As illustrated in Fig. 1A plasma CAB concentrations remained above the 1X PA-IC₉₀ (166 ng/ml) for 12.7 weeks in both animals given NMCAB. In contrast in the prior report of SIV-infected rhesus macaques treated with 50 mg/kg CAB-LAP ^[14], the average plasma CAB concentrations dropped below the 1X PA-IC₉₀ by 8 weeks and were below the limit of quantification (10 ng/ml) by 16 weeks. In contrast, in our current studies, plasma CAB concentrations in rhesus macaques that received NMCAB remained at or above 10 ng/ml for 33 weeks, and remained above our assay limit of quantitation (0.5 ng/mL) for the study duration. CAB apparent plasma terminal half-life was increased 2.5-fold from 14 days for CAB-LAP to 34-36 days for NMCAB (Fig. 1D).
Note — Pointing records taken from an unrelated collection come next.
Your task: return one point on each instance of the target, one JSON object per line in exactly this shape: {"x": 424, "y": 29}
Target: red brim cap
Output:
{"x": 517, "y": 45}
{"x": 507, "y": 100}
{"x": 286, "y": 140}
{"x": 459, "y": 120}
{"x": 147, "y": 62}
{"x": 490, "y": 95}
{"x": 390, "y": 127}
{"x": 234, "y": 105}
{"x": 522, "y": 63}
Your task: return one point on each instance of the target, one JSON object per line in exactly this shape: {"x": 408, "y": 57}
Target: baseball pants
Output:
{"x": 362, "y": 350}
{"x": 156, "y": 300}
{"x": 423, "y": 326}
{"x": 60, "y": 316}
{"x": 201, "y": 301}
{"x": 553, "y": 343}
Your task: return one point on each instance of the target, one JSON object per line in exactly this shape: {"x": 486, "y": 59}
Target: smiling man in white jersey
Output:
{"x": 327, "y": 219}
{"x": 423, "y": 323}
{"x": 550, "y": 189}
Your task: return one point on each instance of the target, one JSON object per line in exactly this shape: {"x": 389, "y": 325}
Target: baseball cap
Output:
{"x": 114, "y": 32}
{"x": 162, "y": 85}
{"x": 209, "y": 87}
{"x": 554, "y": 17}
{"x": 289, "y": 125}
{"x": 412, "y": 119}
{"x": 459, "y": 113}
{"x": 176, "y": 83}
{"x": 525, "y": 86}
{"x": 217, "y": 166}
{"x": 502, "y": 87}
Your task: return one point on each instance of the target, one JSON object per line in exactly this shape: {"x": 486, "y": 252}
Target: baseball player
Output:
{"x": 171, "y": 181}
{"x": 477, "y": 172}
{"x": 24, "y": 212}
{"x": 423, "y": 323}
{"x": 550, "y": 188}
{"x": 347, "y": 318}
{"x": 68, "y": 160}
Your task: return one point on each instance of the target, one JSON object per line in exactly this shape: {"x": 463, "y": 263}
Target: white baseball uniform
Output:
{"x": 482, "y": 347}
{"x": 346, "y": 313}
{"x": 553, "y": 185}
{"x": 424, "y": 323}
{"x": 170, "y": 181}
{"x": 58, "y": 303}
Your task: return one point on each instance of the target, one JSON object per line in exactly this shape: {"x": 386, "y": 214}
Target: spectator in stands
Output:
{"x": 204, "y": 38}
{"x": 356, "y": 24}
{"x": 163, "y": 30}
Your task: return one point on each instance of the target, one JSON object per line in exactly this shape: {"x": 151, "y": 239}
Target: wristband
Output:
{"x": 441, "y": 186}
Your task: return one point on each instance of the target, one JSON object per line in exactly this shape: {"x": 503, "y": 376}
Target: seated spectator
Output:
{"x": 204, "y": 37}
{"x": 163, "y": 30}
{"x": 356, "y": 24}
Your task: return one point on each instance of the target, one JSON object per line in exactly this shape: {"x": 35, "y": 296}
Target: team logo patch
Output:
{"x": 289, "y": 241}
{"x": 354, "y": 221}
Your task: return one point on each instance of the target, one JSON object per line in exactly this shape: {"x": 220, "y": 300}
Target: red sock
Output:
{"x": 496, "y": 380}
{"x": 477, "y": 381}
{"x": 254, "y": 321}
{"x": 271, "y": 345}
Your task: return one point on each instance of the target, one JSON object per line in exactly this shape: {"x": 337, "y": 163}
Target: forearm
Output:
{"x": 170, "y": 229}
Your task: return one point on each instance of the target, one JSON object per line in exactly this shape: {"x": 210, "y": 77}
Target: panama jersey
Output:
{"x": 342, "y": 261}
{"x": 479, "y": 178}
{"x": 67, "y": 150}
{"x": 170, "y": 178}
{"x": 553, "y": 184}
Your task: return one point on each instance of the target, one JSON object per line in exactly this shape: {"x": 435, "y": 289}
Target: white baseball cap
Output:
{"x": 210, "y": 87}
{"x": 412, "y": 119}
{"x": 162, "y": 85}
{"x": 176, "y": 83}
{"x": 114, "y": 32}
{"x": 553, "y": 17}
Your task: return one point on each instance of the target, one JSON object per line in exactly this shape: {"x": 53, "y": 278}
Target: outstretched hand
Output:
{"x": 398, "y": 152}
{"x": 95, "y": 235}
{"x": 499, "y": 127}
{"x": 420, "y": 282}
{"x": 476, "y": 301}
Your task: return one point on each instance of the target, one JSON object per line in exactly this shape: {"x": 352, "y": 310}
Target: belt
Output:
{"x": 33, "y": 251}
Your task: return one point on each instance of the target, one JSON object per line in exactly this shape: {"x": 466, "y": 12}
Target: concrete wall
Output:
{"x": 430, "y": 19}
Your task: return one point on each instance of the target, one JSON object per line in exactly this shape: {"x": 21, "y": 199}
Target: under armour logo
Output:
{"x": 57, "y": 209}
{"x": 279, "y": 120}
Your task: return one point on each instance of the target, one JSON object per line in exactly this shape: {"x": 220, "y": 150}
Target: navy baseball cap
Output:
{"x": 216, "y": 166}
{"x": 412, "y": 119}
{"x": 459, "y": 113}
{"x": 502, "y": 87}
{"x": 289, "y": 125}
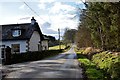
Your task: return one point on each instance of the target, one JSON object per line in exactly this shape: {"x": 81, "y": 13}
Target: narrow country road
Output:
{"x": 62, "y": 66}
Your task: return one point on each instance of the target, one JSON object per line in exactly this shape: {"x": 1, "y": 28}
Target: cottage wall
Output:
{"x": 22, "y": 43}
{"x": 45, "y": 45}
{"x": 34, "y": 41}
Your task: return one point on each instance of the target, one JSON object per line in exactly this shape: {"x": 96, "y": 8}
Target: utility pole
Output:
{"x": 59, "y": 38}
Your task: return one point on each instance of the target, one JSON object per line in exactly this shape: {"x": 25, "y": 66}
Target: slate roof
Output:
{"x": 27, "y": 30}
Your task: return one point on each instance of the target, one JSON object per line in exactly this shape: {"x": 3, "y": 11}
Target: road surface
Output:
{"x": 58, "y": 67}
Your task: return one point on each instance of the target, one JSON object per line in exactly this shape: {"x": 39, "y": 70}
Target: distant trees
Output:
{"x": 100, "y": 26}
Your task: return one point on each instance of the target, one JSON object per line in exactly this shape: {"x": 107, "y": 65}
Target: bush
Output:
{"x": 108, "y": 62}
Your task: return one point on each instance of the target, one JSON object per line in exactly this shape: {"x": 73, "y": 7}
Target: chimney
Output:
{"x": 33, "y": 20}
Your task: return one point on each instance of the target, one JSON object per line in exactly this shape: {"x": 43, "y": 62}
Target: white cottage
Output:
{"x": 23, "y": 37}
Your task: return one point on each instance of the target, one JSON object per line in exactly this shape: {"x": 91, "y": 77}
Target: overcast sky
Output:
{"x": 50, "y": 14}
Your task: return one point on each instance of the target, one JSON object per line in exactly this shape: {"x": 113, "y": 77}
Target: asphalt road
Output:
{"x": 62, "y": 66}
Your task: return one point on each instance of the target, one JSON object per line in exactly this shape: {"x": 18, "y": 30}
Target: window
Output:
{"x": 16, "y": 33}
{"x": 15, "y": 48}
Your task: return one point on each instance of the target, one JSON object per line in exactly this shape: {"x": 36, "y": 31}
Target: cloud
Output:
{"x": 22, "y": 6}
{"x": 59, "y": 7}
{"x": 46, "y": 1}
{"x": 42, "y": 6}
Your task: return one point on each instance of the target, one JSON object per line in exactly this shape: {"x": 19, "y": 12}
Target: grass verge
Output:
{"x": 90, "y": 69}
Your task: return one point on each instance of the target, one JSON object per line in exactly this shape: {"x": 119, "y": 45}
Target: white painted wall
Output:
{"x": 44, "y": 44}
{"x": 34, "y": 41}
{"x": 21, "y": 42}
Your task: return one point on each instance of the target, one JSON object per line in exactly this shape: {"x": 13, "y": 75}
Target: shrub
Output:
{"x": 108, "y": 62}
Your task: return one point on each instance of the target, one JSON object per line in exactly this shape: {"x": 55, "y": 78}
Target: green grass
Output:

The longer CAB half-life was reflected in the increase in area under the curve, lower clearance (Cl/F) and higher volume of distribution (V/F) for CAB in animals receiving NMCAB compared to those treated with CAB-LAP. In both animals treated with NMCAB plasma MCAB concentrations peaked at 27 ng/ml at 4 days after treatment, dropped to less than 10 ng/ml at 18 days, then remained at the limit of detection (0.5 ng/mL) for the study duration. CBCs and metabolic panels in animals treated with NMCAB remained unchanged from pre-treatment values throughout the study (Fig. 1B and 1C).

Fig. 1. Plasma CAB concentrations, pharmacokinetics, metabolic and hematologic profiles following intramuscular injection of NMCAB or CAB-LAP.

(A) Plasma CAB concentrations were determined over 36.6 weeks after treatment of two rhesus macaques (M1 and M2) intramuscularly with 45 mg CAB equivalents/kg as NMCAB. Data for CAB LAP Control was extracted from ^[14] with permission, and averages and standard error of the means were determined. CAB LAP was given as a single 50 mg/kg intramuscular injection to SIV-infected rhesus macaques (N=12). The 1X PA-IC₉₀ and 4X PA-IC₉₀ for CAB in patients are indicated by the small-dashed and large-dashed gray lines, respectively. The solid red line indicates the limit of CAB quantitation for the CAB LAP Control study (10 ng/ml). For our analyses in the current study, CAB and MCAB limits of quantitation (0.5 ng/ml each) are indicated by the solid green line. CAB concentrations = solid lines; MCAB concentrations = dashed lines (B) White blood cell counts following NMCAB administration to 2 rhesus macaques. Blood was collected into EDTA tubes and cell counts assessed by manual differentiation. Data from each animal is presented. Square symbols: M1; Triangle symbols: M2. (C) Alanine aminotransferase (ALT), total bilirubin, blood urea nitrogen (BUN) and creatinine were determined in plasma following intramuscular NMCAB administration to 2 rhesus macaques. Blood was collected into EDTA tubes and plasma separated by centrifugation at 3,000 g for 10 min. Data from each animal is presented. Square symbols: M1; Triangle symbols: M2. (D) Plasma pharmacokinetic (PK) parameters for CAB were determined using noncompartmental analysis in animals treated with NMCAB (M1 and M2) or CAB LAP (control). λ_Z, individual estimate of the terminal elimination rate constant; AUC_last, AUC 0 h to last time point; AUC_0–∞, AUC from 0 h to infinity; Vβ, volume of distribution at β phase; CL, clearance; MRT, mean residence time.

These results demonstrate that LASER ART may be used to extend the apparent half-life of CAB with either a decrease in injection volume or extended dosing intervals to 3 months or longer. Further enhancements of drug lipophilicity and hydrophobicity are currently under investigation to further extend dosing intervals beyond six-months. Importantly, lack of observed injection site and systemic reactions indicates that the minimal use of excipients may improve patient acceptance to these regimens. These improvements in chemical composition and administration of CAB could enable improved treatment and preventative measures for HIV-1 infection.